Suspense is a 1913 American silent short film thriller directed by Lois Weber and Phillips Smalley. Weber also wrote the scenario and stars in the film with Valentine Paul. The film features early examples of a split screen shot and a car chase.

==Plot==

Suspense 1913, full film

A servant leaves a new mother with only a written letter of notice, placing her key under the doormat as she leaves. Her exit attracts the attention of a tramp to the house. As the husband has previously phoned that he is working late, the wife decides not to ring back when she finds the note but does ring back when she sees the tramp. Her husband listens, horrified, as she documents the break-in and then the tramp cuts the line. The husband steals a car and is immediately pursued by the car's owner and the police, who nearly but don't quite manage to jump into the stolen car during a high-speed chase. The husband manages to gain a lead over the police but then accidentally strikes a man smoking in the road and checks to see that he is okay. Meanwhile, the tramp is breaking into the room where the wife has locked herself and her baby, violently thrusting himself through the wood door, carrying a large knife. At that moment the husband arrives, pursued by the police. As the husband runs towards the home, the police fire at him, panicking the hobo. He runs down the stairs, to be met by the husband at the front door. After a short struggle, he overpowers the hobo, who is then grabbed by the police. The husband runs upstairs, everything is explained, and all is forgiven as the couple embrace.

==Cast==
- Lois Weber as The Wife
- Valentine Paul as The Husband
- Douglas Gerrard as The Pursuer
- Sam Kaufman (1885–1972) as The Tramp

==Release==
Suspense was released on July 6, 1913, by the Rex Motion Picture Company.

== Reception ==
"best nickelodeon film ever made" — Russell Merritt (1941-2023)
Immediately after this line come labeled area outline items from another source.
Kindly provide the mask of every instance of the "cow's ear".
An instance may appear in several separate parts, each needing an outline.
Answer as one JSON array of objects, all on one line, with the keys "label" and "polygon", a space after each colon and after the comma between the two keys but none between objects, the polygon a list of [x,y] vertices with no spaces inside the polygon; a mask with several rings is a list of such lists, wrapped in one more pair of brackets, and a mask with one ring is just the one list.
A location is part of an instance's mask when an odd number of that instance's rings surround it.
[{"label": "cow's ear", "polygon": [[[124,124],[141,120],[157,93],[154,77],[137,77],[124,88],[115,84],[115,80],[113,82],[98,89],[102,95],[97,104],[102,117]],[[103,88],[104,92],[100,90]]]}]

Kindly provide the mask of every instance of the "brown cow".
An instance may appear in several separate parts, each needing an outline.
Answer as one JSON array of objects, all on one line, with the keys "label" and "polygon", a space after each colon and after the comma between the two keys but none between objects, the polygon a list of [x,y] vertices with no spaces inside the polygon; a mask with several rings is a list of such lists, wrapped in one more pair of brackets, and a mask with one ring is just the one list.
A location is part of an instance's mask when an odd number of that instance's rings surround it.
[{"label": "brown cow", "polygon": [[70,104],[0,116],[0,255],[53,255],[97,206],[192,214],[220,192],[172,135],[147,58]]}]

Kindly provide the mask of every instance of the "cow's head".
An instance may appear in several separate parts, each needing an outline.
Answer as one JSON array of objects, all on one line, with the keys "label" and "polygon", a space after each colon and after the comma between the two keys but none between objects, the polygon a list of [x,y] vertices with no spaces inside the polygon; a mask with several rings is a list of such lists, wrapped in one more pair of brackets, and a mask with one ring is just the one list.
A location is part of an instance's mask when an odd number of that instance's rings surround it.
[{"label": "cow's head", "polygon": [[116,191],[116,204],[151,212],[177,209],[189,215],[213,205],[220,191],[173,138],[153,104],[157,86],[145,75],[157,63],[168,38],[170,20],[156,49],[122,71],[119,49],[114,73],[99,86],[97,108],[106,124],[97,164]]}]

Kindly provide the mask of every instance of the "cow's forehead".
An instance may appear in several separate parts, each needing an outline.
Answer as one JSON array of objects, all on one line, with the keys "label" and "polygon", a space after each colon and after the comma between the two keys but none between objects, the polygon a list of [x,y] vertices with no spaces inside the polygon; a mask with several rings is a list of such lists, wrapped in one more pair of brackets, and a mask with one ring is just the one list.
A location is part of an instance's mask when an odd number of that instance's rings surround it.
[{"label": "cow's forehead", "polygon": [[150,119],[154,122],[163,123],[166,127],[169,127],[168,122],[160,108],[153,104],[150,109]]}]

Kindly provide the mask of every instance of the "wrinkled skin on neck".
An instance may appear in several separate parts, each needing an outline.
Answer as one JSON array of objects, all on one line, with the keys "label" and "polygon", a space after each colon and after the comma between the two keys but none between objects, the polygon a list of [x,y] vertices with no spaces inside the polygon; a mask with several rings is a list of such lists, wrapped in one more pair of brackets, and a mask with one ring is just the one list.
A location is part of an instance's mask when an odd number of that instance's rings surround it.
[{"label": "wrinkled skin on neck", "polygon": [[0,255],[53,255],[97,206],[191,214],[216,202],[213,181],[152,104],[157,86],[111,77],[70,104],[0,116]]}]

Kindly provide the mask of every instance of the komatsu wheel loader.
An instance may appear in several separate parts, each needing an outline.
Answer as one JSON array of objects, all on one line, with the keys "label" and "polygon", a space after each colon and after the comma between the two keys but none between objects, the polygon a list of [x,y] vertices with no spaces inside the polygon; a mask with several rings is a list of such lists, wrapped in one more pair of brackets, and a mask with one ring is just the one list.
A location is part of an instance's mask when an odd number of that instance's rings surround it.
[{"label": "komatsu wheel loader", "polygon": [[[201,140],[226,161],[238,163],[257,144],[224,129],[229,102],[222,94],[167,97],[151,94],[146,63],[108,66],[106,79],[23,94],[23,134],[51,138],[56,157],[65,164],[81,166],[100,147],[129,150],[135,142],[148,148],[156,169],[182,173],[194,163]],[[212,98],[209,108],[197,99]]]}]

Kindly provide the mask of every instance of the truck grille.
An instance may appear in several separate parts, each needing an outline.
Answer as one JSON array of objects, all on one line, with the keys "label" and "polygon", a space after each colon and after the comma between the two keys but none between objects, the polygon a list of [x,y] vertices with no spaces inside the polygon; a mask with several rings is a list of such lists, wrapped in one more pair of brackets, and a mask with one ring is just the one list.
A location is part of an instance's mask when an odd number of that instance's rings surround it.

"The threat to the woman in Suspense is explicitly sexual"

"The film is a sensory feast with clever use of mirrors and imaginative visual composition". — moviessilently.com

"With its stark title and startling visuals, more realistic characters, less reliance on explicit narrative and instead favoring more subtle story-telling, this bears less resemblance to its contemporaries than to the films that would later be created by Hitchcock" — Voidsville Follies —

== Legacy ==
An original print of the film is preserved at the film archive of the British Film Institute.

In 2020, it was selected for preservation in the United States National Film Registry by the Library of Congress as being "culturally, historically, or aesthetically significant".

It was released on DVD/Blu-ray in 2018 in a box set called "Pioneers: First Women Filmmakers", with a new score by composer Skylar Nam.

==Lon Chaney false assertion==
The film has been falsely asserted as Lon Chaney's earliest extant film based on a brief scene in which a similar individual appears on camera. The documentary Lon Chaney: A Thousand Faces states that his film debut occurred after his wife's suicide attempt in April 1913 and that "his earliest films were made at the first studio to open in Hollywood, Nestor Studios." Though well-known Chaney scholar Michael Blake's A Thousand Faces: Lon Chaney's Unique Artistry in Motion Pictures does note that the possibility exists of Chaney's performing in a role during a period of unemployment in 1912, it also notes that he rejoined Clarence Kolb and Max Dill's company in San Francisco, California, in September 1912. Blake specifically dismisses Chaney's appearance in Suspense in his book A Thousand Faces: Lon Chaney's Unique Artistry in Motion Pictures. Chaney website creator Jon C. Mirsalis originally attributed the appearance of the hobo who is struck by a car to Chaney but, after examining a high-resolution digital scan frame by frame, has recanted his earlier claim and now concedes that the individual is not Chaney.

The Internet Movie Database lists Lon Chaney as having an unconfirmed and uncredited brief role; however, this is disputed by silentera.com, which states "Despite attributions to the contrary, Lon Chaney does not appear in the film."